Lotte van Dillen has been awarded a NWO funding for a research project in collaboration with Wilhelm Hofmann of the University of Cologne and Henk van Steenbergen of Leiden University about hedonic compensation.

The research proposal of social and organisational psychologist Van Dillen underwent a peer review process and was then assessed by a panel of international academics experts. The project will be funded with 550.000 euros for research up to three years in collaboration with the German social psychologist Hofmann and the Leiden cognitive psychologist Van Steenbergen.  Funding has come from the Open Research Area for the Social Sciences (ORA), a European scheme in which the Netherlands Organisation for Scientific Research (NWO) participates. 

Work Hard, Play Hard

Neuropsychological Correlates and Behavioral Implications of Hedonic Compensation.
Lotte van Dillen, Leiden University (NL); Wilhelm Hofmann, Cologne University (D); Henk van Steenbergen, Leiden University (NL)
Fourteen Dutch Researchers Funded for Collaborative Projects across Europe and Japan

Proposal

People pay less and less attention to their meals and often eat while watching TV, while driving, or while monitoring their computers. At the same time, foods and drinks have become sweeter, saltier, and fatter over the past decades. We argue that these are not independent trends. Engaging in activities requires mental capacity. This capacity is limited, leaving less room for processing of sensory information such as taste. We posit that mental load, induced by concurrent tasks or concerns, interferes with reward processing from consumption. Because people strive to obtain pleasure from the goods they consume, they employ compensatory behaviors to up-regulate hedonic value. We advance a new framework to understand this phenomenon, which we label hedonic compensation.
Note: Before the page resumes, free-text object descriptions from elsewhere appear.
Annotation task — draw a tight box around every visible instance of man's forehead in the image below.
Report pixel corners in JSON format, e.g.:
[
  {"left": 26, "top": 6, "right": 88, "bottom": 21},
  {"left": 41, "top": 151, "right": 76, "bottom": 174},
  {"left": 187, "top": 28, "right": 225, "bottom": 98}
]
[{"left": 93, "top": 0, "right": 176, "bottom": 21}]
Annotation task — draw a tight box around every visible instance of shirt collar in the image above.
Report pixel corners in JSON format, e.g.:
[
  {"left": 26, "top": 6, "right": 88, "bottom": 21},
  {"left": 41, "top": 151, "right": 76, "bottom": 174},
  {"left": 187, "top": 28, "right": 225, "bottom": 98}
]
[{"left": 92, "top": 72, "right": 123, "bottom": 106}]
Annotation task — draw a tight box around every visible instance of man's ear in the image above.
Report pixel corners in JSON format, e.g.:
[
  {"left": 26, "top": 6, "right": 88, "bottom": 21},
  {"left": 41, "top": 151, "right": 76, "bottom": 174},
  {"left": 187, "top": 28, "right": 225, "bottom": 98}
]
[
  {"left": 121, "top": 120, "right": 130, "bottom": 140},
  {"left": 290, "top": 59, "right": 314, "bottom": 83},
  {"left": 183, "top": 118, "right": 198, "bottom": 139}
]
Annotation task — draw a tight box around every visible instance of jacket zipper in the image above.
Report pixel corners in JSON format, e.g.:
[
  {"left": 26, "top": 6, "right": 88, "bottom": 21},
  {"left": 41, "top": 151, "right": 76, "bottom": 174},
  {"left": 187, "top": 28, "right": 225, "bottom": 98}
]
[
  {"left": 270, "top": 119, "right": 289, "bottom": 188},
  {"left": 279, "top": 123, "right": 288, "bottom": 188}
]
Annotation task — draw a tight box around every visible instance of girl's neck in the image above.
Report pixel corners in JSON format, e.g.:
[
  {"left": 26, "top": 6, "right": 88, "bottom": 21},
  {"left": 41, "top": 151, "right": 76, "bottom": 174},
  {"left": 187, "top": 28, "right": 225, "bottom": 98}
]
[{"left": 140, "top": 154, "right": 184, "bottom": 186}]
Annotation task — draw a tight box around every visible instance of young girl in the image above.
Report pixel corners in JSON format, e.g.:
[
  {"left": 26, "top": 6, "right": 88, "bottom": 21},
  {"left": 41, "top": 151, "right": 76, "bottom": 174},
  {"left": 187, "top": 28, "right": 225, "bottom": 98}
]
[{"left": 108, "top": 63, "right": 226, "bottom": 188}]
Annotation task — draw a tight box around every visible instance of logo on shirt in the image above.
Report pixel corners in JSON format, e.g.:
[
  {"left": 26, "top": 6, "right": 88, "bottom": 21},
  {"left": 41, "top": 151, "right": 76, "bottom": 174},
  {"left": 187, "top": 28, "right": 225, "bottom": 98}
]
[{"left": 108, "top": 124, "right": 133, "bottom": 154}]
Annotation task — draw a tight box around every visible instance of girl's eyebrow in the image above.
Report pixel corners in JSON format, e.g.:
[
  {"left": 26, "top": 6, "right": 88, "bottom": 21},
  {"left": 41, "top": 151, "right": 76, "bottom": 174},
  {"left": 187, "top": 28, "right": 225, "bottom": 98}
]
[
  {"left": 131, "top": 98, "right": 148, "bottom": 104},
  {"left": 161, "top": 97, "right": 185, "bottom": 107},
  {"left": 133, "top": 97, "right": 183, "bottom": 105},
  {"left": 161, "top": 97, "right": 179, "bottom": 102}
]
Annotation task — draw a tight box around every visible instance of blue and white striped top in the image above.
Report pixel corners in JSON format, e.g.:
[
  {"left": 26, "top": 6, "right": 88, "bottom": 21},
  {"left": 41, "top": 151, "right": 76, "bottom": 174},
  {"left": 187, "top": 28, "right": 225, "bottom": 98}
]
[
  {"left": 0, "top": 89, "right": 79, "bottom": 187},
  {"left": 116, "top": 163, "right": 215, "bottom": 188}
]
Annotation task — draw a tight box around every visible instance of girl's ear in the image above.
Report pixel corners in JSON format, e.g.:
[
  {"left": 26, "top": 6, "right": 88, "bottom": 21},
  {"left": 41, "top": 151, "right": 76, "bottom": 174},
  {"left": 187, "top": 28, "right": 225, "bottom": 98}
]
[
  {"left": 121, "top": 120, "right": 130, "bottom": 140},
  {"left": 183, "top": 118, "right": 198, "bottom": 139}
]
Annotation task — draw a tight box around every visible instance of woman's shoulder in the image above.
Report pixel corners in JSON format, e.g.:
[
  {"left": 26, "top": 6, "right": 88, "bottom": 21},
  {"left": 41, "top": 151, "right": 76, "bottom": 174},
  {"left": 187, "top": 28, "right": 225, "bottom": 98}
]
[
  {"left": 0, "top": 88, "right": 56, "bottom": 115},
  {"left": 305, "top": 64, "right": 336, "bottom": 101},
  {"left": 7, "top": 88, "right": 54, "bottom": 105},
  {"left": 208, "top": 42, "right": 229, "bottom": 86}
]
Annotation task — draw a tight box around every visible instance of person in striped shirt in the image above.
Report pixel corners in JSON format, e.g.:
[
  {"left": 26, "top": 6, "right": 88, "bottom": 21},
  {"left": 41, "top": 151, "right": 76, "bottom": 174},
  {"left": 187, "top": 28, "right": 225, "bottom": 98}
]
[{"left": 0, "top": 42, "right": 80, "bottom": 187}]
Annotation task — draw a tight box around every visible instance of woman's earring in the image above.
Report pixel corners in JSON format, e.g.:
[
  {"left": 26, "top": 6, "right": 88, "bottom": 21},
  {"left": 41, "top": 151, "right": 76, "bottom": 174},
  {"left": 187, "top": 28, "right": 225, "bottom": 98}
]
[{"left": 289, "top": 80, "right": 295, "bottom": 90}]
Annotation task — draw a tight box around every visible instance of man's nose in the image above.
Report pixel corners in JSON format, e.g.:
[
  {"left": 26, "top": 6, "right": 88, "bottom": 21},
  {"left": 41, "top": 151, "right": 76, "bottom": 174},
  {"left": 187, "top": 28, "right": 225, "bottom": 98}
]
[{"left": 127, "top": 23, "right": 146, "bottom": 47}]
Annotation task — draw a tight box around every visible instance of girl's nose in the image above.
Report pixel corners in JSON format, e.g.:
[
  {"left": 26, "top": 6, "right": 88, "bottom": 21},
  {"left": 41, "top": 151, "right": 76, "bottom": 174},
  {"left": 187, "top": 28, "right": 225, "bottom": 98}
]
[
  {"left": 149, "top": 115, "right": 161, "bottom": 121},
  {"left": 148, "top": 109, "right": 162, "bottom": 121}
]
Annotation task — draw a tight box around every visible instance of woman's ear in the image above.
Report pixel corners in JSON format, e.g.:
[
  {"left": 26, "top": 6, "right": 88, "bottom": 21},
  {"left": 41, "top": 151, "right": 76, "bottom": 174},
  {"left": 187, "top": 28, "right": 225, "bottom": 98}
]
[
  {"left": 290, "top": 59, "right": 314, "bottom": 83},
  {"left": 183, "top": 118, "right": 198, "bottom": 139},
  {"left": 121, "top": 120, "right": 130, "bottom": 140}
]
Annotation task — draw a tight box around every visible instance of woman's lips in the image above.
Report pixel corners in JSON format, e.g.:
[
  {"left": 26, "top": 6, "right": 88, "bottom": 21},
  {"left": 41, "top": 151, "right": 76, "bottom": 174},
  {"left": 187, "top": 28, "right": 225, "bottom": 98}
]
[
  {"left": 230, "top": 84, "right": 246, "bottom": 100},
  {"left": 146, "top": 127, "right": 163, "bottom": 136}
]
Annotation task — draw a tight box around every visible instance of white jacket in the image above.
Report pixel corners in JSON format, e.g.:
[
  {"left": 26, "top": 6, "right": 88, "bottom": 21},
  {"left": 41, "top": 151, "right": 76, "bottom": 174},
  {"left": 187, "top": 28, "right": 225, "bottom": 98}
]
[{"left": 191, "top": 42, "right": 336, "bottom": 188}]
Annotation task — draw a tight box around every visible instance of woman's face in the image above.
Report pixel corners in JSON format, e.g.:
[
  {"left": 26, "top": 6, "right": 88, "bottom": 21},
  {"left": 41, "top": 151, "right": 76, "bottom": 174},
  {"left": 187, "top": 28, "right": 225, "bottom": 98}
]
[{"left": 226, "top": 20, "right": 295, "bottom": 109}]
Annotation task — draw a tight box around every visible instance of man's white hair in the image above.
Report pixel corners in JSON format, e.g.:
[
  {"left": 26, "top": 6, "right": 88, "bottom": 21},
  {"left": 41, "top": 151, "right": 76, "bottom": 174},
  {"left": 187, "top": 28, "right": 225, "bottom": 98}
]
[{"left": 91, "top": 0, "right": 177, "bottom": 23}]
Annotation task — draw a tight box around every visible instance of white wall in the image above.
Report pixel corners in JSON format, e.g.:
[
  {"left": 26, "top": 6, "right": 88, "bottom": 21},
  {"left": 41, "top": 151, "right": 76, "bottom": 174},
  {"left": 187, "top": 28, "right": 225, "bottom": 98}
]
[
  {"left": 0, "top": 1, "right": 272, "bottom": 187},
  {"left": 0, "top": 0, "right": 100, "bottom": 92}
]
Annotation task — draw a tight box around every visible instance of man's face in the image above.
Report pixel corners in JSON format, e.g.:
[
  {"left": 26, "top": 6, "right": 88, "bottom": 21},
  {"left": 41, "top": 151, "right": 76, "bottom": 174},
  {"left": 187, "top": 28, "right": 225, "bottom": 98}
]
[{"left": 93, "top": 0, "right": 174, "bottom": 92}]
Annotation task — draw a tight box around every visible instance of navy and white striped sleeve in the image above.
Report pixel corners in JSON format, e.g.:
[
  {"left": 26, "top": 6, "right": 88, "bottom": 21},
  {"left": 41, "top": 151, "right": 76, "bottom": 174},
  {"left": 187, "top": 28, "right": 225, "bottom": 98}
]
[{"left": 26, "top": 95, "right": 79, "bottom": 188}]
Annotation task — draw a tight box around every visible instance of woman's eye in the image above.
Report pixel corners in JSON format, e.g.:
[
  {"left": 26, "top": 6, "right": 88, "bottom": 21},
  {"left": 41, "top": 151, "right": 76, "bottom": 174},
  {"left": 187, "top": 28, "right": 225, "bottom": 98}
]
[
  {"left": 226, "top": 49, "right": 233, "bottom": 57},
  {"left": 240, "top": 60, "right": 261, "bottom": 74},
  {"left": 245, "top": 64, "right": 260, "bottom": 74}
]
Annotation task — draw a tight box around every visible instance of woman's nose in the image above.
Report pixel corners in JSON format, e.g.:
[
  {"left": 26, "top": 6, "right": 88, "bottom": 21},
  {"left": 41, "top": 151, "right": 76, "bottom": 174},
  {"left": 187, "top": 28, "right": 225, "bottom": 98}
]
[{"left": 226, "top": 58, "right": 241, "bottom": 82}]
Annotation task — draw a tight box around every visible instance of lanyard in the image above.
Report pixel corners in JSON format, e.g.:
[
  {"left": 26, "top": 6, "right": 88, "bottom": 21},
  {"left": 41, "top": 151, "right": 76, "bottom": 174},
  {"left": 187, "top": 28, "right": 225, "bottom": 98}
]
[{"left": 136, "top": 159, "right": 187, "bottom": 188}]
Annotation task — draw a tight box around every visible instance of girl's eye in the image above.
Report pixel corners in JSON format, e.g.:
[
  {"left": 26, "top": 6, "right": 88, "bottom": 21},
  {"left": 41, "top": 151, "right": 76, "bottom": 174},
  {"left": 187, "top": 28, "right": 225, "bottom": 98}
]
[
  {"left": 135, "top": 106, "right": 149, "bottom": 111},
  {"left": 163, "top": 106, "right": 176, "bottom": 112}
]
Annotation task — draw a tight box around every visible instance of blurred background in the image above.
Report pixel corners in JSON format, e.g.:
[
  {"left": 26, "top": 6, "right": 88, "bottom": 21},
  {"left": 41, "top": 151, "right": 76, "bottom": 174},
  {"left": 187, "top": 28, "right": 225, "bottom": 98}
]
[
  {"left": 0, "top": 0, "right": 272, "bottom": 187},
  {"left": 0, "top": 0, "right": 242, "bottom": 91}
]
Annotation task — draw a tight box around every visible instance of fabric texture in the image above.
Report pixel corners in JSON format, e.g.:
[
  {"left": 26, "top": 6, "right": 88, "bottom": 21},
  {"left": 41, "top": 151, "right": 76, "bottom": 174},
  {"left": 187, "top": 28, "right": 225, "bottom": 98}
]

We will integrate lab-based behavioral neuroscience experiments with experience sampling studies in the field. By linking neural reward responses to sweet substances with consumption, we examine how reduced hedonic processing under mental load leads to compensation. By extending our findings to other consumption domains, and to the real world, we study the general nature of hedonic compensation. In our project, we combine the expertise of two research labs to gain more insight in the relationship between mental capacity, hedonic experience, and consumption, and in the problems resulting from an imbalance between these factors. This, in turn, may lead to new tools to help people live a fulfilling and healthy life.